A Delaware Chancery Court judge's finding that the former CEO of payment-processing company Plimus Inc. had defrauded a private equity firm in the run-up to its $115 million sale in 2011 has led to the executive's resignation from the company he had been leading.

Isreali-based media firm Taptica International Ltd said late Monday that Hagai Tal was resigning after Vice Chancellor Sam Glasscock III in his opinion found that the executive had hidden key information from buyer Great Hill Equity Partners in order to position himself as chief executive of post-merger company BlueSnap Inc.

In a regulatory filing with the London Stock Exchange, Taptica, which is not connected to Plimus, said that Tal had tendered his resignation, and the board was deciding how to act. Glasscock had said in a 153-page post-trial ruling that Tal stood to personally benefit from the merger's completion and that his misrepresentations were material to the deal.

“Tal wanted the merger to go forward, as it had advantages for him personally—he could become CEO of a better-capitalized company and would personally benefit from the earn-outs and the liquidity that he would realize from the sale,” Glasscock wrote.

The decision did not address damages, though Glasscock said Great Hill and BlueSnap would be able to seek capped indemnification stemming from the fraud.

An attorney for Tal declined to comment Tuesday afternoon.

Taptica said in its filing that the plaintiffs “are entitled to restitution for breaches of certain representations and warranties.”

Great Hill and BlueSnap sued Tal and other executives in September 2011, about one year after the deal closed, alleging breaches of representations, fraud and aiding and betting in connection with the sale. In its complaint, Great Hill argued that Tal and his co-defendants knew that Plimus was on the verge of losing a second major payment processor that was central to its business model but failed to disclose that information as Great Hill did its due diligence.

PayPal eventually cut ties with Plimus after the deal was finalized, citing excessive “chargebacks” that were being passed along to banks for subpar products Plimus was selling to consumers. According to court documents, PayPal made numerous threats to end its relationship with Plimus in the two months leading up to the merger, though those concerns never reached Great Hill.

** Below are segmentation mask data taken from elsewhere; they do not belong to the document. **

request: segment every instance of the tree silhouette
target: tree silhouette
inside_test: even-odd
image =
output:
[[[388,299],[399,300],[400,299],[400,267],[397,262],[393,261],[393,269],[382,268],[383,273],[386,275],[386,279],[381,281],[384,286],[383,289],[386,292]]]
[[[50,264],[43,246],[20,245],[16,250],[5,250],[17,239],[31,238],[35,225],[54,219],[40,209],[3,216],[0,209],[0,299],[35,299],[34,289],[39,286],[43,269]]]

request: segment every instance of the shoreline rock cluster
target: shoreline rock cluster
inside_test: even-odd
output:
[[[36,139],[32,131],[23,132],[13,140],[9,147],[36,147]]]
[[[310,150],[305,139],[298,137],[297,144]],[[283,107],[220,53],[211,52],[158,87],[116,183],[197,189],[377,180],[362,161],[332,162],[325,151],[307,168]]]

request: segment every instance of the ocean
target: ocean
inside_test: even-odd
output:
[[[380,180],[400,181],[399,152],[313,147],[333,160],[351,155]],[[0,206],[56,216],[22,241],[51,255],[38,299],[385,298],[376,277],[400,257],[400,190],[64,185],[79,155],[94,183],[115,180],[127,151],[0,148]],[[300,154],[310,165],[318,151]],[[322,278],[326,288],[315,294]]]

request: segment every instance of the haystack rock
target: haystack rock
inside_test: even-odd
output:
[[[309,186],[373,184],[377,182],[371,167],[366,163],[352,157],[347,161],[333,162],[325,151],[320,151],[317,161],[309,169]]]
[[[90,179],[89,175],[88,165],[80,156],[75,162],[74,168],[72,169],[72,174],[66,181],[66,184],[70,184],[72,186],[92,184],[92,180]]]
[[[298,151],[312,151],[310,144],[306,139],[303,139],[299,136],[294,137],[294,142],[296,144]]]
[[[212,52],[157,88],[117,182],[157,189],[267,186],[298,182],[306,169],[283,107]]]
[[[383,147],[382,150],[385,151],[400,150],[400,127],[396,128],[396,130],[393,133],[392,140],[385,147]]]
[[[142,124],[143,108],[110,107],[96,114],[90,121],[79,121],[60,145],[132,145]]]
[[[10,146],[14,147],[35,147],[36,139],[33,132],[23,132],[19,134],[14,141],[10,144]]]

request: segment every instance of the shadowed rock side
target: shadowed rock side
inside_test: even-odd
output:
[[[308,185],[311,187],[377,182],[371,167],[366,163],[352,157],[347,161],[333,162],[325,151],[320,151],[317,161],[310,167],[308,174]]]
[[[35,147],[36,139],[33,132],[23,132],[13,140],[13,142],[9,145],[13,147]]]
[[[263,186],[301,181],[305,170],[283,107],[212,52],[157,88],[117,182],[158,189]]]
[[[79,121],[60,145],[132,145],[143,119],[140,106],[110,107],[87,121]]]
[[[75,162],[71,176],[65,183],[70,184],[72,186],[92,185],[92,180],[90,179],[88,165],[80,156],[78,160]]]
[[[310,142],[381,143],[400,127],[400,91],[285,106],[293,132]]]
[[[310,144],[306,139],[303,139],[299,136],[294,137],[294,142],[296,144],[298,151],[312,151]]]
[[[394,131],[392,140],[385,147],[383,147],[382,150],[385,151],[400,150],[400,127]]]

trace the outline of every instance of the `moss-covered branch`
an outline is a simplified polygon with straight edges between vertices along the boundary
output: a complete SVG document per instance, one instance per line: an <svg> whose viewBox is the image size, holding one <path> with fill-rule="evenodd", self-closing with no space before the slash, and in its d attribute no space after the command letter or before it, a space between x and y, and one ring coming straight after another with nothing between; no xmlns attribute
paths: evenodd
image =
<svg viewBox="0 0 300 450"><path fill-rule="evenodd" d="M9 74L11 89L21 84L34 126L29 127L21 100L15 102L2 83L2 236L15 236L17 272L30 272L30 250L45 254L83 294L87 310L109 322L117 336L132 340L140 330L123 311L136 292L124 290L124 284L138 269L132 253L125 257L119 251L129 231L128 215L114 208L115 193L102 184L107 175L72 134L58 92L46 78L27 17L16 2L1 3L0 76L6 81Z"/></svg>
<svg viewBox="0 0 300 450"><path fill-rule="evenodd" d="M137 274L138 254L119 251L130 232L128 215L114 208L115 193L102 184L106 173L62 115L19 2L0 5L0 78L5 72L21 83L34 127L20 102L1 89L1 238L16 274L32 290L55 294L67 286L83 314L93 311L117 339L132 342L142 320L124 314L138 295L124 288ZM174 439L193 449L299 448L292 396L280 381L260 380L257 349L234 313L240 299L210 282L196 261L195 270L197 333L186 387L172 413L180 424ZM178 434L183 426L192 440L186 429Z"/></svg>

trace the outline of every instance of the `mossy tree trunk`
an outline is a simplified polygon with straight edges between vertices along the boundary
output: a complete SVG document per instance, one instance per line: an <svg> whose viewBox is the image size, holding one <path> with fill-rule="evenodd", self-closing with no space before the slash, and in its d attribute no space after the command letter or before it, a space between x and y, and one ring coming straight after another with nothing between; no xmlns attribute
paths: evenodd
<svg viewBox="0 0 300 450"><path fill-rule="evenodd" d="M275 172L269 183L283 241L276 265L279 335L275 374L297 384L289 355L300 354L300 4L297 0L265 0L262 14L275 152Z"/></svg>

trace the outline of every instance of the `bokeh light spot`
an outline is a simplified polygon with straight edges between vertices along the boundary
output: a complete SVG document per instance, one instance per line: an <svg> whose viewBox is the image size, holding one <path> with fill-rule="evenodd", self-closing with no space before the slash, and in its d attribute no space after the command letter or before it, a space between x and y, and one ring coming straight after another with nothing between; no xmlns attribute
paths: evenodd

On Monday, Glasscock said that only Tal was involved in making the misrepresentations, and no other Plimus executives were implicated in the scheme. In his opinion, Glasscock said Tal told Irit Segal Itshayek, Plimus' vice president of financial strategy and payment solutions, early September 2011 that he would disclose the issues to Great Hill but never did.

“Given Tal's assurance, Itshayek had no reason to believe that, to the contrary, these facts would be withheld from Great Hill. For this reason, Itshayek cannot be charged with knowledge that Tal ultimately did not make the necessary disclosures,” Glasscock said.

Around that time, Plimus was facing similar pressure from Paymentech, LLC, one of the company's other processors, which terminated its relationship with Plimus earlier in the year. Great Hill accused Tal, Itshayek and a unit of Pennsylvania-based investor Susquehanna Growth Equity, LLC of removing key details from a disclosure schedule that accompanied the initial merger agreement.

Glasscock found that the defendants were recklessly indifferent to the omission, but ruled the misrepresentations to be immaterial in the context of the deal.

Great Hill, however, had justifiably relied on Tal's statements regarding PayPal, and Glasscock said damages would be determined following further proceedings. Under the terms of the merger agreement, Glasscock said Great Hill was entitled to indemnification based on the breaches, but the ultimate amount would be limited to funds that the companies had already set aside in escrow.

Gregory V. Varallo, who represented Great Hill and BlueSnap, said he was “pleased with the court's finding that there was fraud with the Plimus transaction.”

The plaintiffs were represented by Varallo, Rudolf Koch and Robert L. Burns of Richards, Layton & Finger in Wilmington and Stephen D. Poss and Adam Slutsky of Goodwin Procter in Boston.

Tal was represented by Michael K. Coran, William T. Hill, Monica Clarke Platt and Gregory R. Sellers of Klehr Harrison Harvey Branzburg in Philadelphia and David S. Eagle and Sean M. Brennecke from the firm's Wilmington office.

The case is captioned Great Hill Equity Partners v. SIG Growth Equity Fund.